Por: Gustavo Páez Escobar

La corrupción, con todos sus horrores, se apoderó de Colombia. Es una alimaña que penetra insensiblemente en la conciencia e invade todos los recodos. La gente se acostumbró a vivir en medio de impurezas, donde se trafica sin escrúpulo lo mismo con el grueso negociado que con la maniobra soterrada.

Empleados altos y pequeños y simples ciudadanos se dejan atrapar por esta atmósfera de degradación. Es contada la persona que se mantiene invulnerable. La rectitud es, hoy por hoy, un bien exótico que ha dejado de tener guías y menos seguidores. Antiguamente la virtud se transmitía de padres a hijos como un patrimonio inalienable. El niño aprendía bien pronto civismo y moralidad. Hoy hasta las buenas maneras se han olvidado.

En tiempos tormentosos como los presentes donde la moral ha sido relegada, los padres se olvidan de inculcar, desde la cuna, normas que quizás ellos mismos no practican y menos se preocupan por proteger, si piensan que el mundo torció su destino.

Los muchachos de hoy crecen sin una recta dirección que les haga distinguir el bien del mal y les trace pautas seguras de comporta­miento. Más tarde resultan presa fácil para la droga, el alcoho­lismo, la insolencia ciudadana, el libertinaje y el delito. Formados en ambientes livianos que se propagan sin correctivos, estos ciudadanos no pueden ser útiles a la sociedad.

Serán, con el paso de los días, quienes ocupen posiciones claves en la administración pública o en la actividad privada. Víctimas de su propia desorientación en la vida, no resistirán las tenta­ciones y claudicarán ante los halagos del mundo destructor de la conciencia. Solo una minoría logra preservar su conducta íntegra.

Los periódicos dan cuenta del bochornoso inventario de atrocidades que se cometen en todas las direcciones contra la moral pública. El soborno, el peculado, el abuso de autoridad, el enri­quecimiento fácil hacen carrera ante el asombro de una sociedad que todavía posee códigos éticos.

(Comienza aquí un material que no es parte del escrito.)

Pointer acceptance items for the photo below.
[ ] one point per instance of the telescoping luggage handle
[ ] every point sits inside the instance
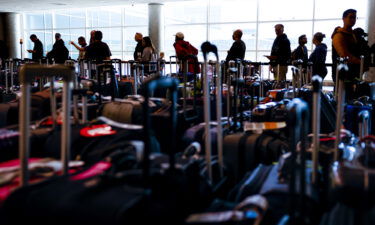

Con un billete se presiona la voluntad del empleado y como este, en el común de los casos, no está preparado para dejar de recibirlo, peca sin rubor y hasta con gusto. En esta época donde la «propina» se volvió una institución, nada quiere hacerse gratis. Desentona, por el contrario, la persona honesta que solo sabe cumplir con el deber sin pedir ni aceptar bonificaciones.

Cuando no es la «mordida», es el tráfico de influencias que se ofrece y se acepta sin cortapisas y con desfachatez. Volumi­nosos contrabandos salen o entran por las puertas anchas de Colombia ante la mirada protectora de guardas que ya han sido preparados para permitir el ilícito. Avio­netas cargadas de cocaína y otras hierbas desafían los códigos y se evaporan, con todo y tripulantes, de las manos de las autoridades que permanecen cortas ante la piratería. Los delincuentes exhiben desvergonzadas impunidades al amparo de leyes que se dicen obsoletas para establecer plenas pruebas.

Horrendo estado de pobreza moral el que está destronando la virtud. Esta epidemia acabará por destruirnos a todos si no reaccionamos con valor. Nos quedan todavía, por ventura, reservas morales para salvar a la patria del naufragio. Las conciencias sanas del país no pueden conformarse con esta alarmante inmoralidad.

El Espectador, Bogotá, 24-VIII-1977.